|Vertebrate of more than 500 million years ago|
The Earth is weighted down by insects so, on the basis of mass, one could make the case that these invertebrates are the most successful life forms on the planet. By this metric plants and microscopic organisms would also have to be considered. The weight of such numbers disregards the achievement of vertebrates in developing ingenious measures to overcome material constraints on body size, degree of activity, mobility, adaptability and awareness. There are no organisms to equal vertebrates in complexity and sophistication of organization.
|Internal skeleton grows as animal enlarges|
|Invertebrate external skeleton constrains animal's size|
Fundamental to the vertebrate’s ability to range in size from an insect-like shrew to the sea-going monster that is the blue whale is its internal framework or skeleton. The cartilage or bone of these animals is a living tissue that grows internally as the animal itself enlarges, enabling size to be an issue governed only by gravity. Invertebrates, like insects, have a nonliving skeleton external to the body that is worn like a suit of armor. The constraint of being contained by a non-growing capsule places a severe limit on the animal’s potential size. Marine arthropods such as crabs and lobsters do achieve greater size than insects but nothing comparable to many fish and their fixed exoskeleton plates leave them slow and clumsy in comparison to the darting sinuous nature of fish swimming about their environment. The internal vertebral skeleton, endoskeleton, is an even bigger advantage for terrestrial animals, providing great structural strength with an economy of material.
|Vertebrate paired limbs were very adaptive to new niches|
Related to the internal skeleton are the paired appendages of vertebrates, providing them with an extraordinary means of mobility. These appendages originated as swim stabilizers among creatures similar to the ostracoderms around five hundred million years ago. They developed into distinguishable pectoral and pelvic appendages. Later they would refine into the fins used by modern day fish. A separate line of evolution would provide the jointed limbs of terrestrial animals.
|Sharks have an external slit for each gill|
Paired limbs provided animals with the speed necessary to chase down and feed on other animals. Active predation of this intensity requires a much higher metabolism than is capable of the filter feeding diet of early ostracoderms. A muscular pharynx improved water circulation through the pharyngeal slits while a web of capillary beds in the region enabled efficient respiration – the exchange of gases between the water and the animal’s steadily evolving gills. Muscular aortic arches and a ventral heart all added to the animal’s ability to provide the oxygen levels necessary for a high metabolic rate.
|Vertebrates have evolved an elaborate nervous system|
Undoubtedly the most critical adaptation for vertebrate development was the rare evolutionary event of a new cell type that resulted in the formation of an advanced nervous system. This involves cells lying near the embryonic notochord being transformed from the outer layer ectodermal cells into neural crest cells and epidermal placodes. Together they vastly improved upon the animal’s sensory ability as well as its motor skills and its capacity to integrate input stimuli with the fine-tuned muscle response necessary to capture its prey.

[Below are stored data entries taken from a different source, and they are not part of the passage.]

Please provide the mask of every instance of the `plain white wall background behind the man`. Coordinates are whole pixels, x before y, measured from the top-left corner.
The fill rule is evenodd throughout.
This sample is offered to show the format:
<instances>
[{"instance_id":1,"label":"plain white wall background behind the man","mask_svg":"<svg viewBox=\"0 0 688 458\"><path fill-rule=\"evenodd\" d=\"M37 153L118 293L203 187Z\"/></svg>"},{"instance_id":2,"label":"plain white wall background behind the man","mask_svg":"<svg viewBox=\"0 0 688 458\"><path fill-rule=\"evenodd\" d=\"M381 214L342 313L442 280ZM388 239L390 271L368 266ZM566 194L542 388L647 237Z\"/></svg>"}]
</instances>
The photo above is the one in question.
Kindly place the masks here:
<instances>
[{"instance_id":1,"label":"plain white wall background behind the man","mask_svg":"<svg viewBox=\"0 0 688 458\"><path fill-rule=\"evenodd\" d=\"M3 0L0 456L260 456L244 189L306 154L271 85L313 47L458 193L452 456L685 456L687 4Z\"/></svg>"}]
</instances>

|Natural selection shapes common bones for separate needs|
It’s always important to keep in mind that five hundred million years of vertebrate evolution was the result of two separate forces, neither of which could be characterized as a preconceived design. First, were the random events played out over the eons that occurred within the constraints of the genetic DNA process. The product of those events would result from the many environmental factors that contributed to shaping the nature of the animal population contemporary to the time. The animals we see today display the effects of this ongoing process of environmental selection.